Security advice is easy to give and hard to act on. So instead of another list of best practices, here is a story. The names are changed, but the situation will feel familiar to anyone running a fast-moving software team. It shows how a mid-sized SaaS company stopped treating security as a separate chore and built it into the way they already work, with help from topscan along the way.
The Company and the Problem
Picture a SaaS business with about forty engineers. They released updates several times a week and were proud of how quickly they moved. Speed was their edge. But security lagged behind. Their routine looked like this:
- A scan was run by hand, about once a month.
- The results landed in a long report that one overworked person reviewed.
- Flaws appeared weeks after the code that introduced them had gone live.
It is easy to spot the issue here. New code went live every few days, but security checks happened every few weeks. This mismatch meant flaws could sit in production for a long time before anyone noticed.
The Turning Point
The wake-up call was not a breach, which was lucky. It was a customer security questionnaire. A large prospect asked how often the company tested its code for weaknesses. Admitting they scanned only about once a month, and by hand, nearly cost them the deal.

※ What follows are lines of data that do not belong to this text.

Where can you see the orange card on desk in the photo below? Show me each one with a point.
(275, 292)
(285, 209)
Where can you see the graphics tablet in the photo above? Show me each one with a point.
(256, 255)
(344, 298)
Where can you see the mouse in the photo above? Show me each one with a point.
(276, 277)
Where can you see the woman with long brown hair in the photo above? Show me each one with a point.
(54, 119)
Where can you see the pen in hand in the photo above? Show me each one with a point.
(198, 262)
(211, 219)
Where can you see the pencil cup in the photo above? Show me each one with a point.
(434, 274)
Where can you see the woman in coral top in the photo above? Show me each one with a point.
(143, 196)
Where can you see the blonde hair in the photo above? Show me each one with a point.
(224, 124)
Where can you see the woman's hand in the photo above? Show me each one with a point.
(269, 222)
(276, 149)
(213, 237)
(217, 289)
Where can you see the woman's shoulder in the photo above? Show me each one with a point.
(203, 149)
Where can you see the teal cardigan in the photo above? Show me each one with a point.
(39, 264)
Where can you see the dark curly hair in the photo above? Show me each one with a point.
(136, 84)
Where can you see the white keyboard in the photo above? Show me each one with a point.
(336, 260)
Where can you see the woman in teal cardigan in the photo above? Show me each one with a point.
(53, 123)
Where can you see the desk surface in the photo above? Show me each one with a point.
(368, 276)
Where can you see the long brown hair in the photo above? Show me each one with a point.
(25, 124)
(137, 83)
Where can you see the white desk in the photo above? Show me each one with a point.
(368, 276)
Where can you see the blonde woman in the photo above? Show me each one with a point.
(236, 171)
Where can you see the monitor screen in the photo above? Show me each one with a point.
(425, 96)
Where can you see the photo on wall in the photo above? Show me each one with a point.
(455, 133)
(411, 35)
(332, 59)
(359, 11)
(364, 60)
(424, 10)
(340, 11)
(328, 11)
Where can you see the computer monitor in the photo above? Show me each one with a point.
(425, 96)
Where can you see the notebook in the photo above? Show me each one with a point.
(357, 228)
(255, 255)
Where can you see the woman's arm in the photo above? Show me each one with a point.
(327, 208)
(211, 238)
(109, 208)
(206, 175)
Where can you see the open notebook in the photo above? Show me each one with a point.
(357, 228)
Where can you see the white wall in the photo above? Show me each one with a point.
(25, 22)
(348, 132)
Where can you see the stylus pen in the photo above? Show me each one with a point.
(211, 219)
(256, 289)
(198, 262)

The lead engineer made a decision. Security testing had to happen at the same pace as their releases. If code went out several times a week, scanning had to keep up. The plan was to move testing into their CI pipeline.
For anyone unfamiliar, CI stands for continuous integration. It is the automated process that builds and checks new code every time an engineer submits a change. Adding a security scan to this flow meant every change would be tested as a matter of course.
What The Team Changed
The team used both GitLab and GitHub across different projects, so the fix had to work with both. Here is the path they followed.
- They added a scan step to the build. Each time new code was submitted, the pipeline triggered a scan automatically. No one had to remember to start it.
- They used webhooks to connect the tools. A webhook is a simple way for one system to tell another that something happened. When a build finished, it signaled the scanner to begin.
- They routed alerts to Slack. Instead of a buried email report, findings appeared in the channel that the team had already watched all day. A serious issue was noticed in minutes.
- They set sensible rules. Critical findings could pause a release until fixed. Minor ones were logged for later, so the team was not blocked by noise.
TopScan fits in here naturally. It connects directly to GitLab and GitHub, starts scans through webhook triggers, and sends results to Slack. The team did not have to build any of that plumbing themselves. They pointed the platform at their projects, set their rules, and the scanning ran on its own from then on.
The Results
The improvement showed within weeks, and it was felt in day-to-day work.
- The time between a flaw being introduced and being caught dropped from weeks to hours.
- The overworked reviewer stopped drowning in monthly reports and handled small, steady streams instead.
- The next security questionnaire was easy to answer, and the deal went through.
- Engineers started fixing issues themselves because findings showed up right next to their normal work.